An example of a disturbing area centers around what outgoing President Obama called the incoming president’s “biggest challenge”, North Korea. For Trump, getting a deal to end the war, of course would mean getting the prize. Thus far the flaws in any personal goal fulfilment deal is that the DPRK gains a favorable outcome. Thus far Kim Jung Un has gained quite a lot in terms of legitimacy, and global recognition, but little else. Recent missile tests (four in two weeks) don’t seem to bother the president and may in fact be what he wants as he positions himself to be the peacemaker.
While simplistic explanations for US foreign policy might seem to be hubris, or pedantry, except that it is through contextualizing the actions of the president that things start to make at least some semblance of sense. Therefore, it is not a hard leap to see how the goal of a prize can shape the actions of the current administration’s “doctrine”. However, this may change with the nomination announced twice-once for his Israel-UAE normalization, and again for Serbia-Kosovo. The October 9th announcement will lead to the December 10th awards ceremony when it is bestowed. If awarded there may be less intensity in the way that foreign policy is pursued-which should create a less volatile world.

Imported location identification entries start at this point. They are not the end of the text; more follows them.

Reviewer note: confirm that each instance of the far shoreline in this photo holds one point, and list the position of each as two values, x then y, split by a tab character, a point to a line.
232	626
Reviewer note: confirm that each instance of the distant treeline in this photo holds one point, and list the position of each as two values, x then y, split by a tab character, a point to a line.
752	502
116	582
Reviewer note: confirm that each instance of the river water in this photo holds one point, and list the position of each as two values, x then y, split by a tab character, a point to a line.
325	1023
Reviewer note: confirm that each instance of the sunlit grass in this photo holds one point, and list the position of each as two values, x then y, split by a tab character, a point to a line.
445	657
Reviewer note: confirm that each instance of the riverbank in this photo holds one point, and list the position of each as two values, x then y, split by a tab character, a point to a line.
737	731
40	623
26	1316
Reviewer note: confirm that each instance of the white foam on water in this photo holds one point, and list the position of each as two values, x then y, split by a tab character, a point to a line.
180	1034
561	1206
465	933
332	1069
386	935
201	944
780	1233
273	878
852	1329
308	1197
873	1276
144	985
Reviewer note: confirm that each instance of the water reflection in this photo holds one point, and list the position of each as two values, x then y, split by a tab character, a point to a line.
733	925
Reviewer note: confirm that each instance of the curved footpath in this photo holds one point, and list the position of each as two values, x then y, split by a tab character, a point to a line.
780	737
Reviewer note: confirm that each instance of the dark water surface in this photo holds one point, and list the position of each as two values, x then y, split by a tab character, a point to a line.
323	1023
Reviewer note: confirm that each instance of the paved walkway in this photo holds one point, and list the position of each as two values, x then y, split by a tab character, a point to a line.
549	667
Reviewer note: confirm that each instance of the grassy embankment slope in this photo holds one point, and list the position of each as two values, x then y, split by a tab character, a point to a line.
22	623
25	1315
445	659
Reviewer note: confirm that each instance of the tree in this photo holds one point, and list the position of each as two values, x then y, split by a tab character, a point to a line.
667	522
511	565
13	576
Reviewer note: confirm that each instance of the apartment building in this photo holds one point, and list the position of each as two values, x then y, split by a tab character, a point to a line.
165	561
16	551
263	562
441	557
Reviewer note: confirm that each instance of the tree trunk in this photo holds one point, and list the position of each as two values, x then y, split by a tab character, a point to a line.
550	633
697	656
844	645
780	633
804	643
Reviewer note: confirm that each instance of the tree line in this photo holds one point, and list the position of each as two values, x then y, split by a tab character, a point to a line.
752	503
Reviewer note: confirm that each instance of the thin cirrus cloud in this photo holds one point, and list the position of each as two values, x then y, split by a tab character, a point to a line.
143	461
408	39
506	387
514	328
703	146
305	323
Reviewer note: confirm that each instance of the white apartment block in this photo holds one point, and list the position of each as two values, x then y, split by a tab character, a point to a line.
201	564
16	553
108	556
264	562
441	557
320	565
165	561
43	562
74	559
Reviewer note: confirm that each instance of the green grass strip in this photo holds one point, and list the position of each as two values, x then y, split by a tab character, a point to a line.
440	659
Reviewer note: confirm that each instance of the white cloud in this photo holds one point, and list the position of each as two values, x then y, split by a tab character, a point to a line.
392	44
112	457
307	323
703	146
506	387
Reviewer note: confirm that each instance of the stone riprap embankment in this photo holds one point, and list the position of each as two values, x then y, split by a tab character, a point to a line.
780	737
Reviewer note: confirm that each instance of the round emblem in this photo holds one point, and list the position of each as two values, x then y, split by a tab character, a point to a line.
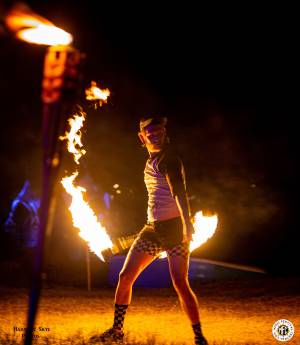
283	330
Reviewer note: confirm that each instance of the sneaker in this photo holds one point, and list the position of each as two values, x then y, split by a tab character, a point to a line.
110	335
200	341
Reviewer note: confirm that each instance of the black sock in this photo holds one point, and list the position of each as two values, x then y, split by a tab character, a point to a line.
198	333
120	311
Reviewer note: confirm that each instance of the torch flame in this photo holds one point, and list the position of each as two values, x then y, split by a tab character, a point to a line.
94	93
205	227
74	136
84	218
31	27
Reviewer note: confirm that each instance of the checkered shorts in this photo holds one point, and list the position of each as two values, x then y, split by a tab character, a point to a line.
162	236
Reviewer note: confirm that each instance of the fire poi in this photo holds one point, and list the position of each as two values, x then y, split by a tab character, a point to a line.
84	218
90	228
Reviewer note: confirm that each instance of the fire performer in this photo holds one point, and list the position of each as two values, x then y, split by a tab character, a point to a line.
169	228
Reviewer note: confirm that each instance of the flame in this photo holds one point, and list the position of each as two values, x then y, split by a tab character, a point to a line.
31	27
205	227
74	136
94	93
83	216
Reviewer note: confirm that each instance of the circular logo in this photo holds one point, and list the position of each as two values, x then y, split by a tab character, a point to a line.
283	330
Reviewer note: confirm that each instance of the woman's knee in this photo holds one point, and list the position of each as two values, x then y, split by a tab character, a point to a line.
126	278
181	283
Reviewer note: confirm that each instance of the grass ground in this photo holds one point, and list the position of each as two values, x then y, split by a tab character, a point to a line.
233	312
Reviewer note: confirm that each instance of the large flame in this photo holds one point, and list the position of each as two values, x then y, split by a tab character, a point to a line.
31	27
83	216
205	227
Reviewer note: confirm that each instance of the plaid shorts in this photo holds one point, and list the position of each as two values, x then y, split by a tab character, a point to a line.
162	236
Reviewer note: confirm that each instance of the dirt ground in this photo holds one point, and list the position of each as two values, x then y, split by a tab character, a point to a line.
232	312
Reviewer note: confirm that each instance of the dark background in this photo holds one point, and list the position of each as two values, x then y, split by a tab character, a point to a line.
224	77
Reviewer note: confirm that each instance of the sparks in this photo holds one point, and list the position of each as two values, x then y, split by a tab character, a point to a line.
74	136
94	93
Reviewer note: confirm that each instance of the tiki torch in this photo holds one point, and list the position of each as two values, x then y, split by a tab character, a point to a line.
59	90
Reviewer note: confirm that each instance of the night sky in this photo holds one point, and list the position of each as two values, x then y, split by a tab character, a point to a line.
222	76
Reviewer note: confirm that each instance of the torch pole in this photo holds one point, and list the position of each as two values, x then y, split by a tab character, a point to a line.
58	93
88	269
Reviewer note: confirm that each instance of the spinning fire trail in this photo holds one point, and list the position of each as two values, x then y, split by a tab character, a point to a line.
90	229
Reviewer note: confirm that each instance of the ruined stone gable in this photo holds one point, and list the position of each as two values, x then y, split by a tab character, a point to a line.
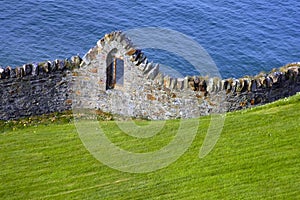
116	77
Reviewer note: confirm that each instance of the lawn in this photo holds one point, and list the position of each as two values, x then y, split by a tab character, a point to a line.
256	157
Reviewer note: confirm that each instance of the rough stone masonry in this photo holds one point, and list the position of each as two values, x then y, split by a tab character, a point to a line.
116	77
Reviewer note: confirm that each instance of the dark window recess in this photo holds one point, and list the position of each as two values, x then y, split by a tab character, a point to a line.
114	72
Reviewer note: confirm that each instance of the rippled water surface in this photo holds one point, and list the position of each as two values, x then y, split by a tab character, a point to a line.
242	37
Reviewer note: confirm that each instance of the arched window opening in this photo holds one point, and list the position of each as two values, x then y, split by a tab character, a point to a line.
114	71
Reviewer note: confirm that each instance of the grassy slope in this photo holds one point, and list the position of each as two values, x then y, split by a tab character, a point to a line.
256	157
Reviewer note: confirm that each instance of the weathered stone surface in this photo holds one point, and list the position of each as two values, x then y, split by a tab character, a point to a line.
48	87
153	72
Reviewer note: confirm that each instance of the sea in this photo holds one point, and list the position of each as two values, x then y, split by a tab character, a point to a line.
242	37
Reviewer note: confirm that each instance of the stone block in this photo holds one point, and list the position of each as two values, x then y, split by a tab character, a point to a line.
167	81
148	67
173	83
153	72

This is critical, because during the last G20 meeting, before COVID-19 last year in Japan, it is unfortunate that the 45th POTUS did not take the time to head south of the Kansai area to visit to the war museums of Hiroshima and Nagasaki. The latter holds the actual diploma and replica of the 1995 medal and original certificate awarded to the Pugwash Conferences on Science and World Affairs along with Joseph Rotblat. While the horrors displayed in the museum of what “Fire and fury”, or “Destruction like the world has never seen before” may or not register on the notoriously distracted president the bright symbolic relics might.
To quote the display in Nagasaki nuclear museum: “the peace symbols are designed to show that dialogue across divides can help build a more peaceful and less dangerous world”. With last week’s nominations, there are two thoughts that come to mind. One the one hand, Alfred Nobel would no doubt be horrified at the spectacle taking place with the irony of potentially devastating wars being started because of a desire by an individual’s quest for the coveted prize he established. On the other, if the solution is to have a lot more ordered and peaceful world by giving him his target: just give him the damn symbols.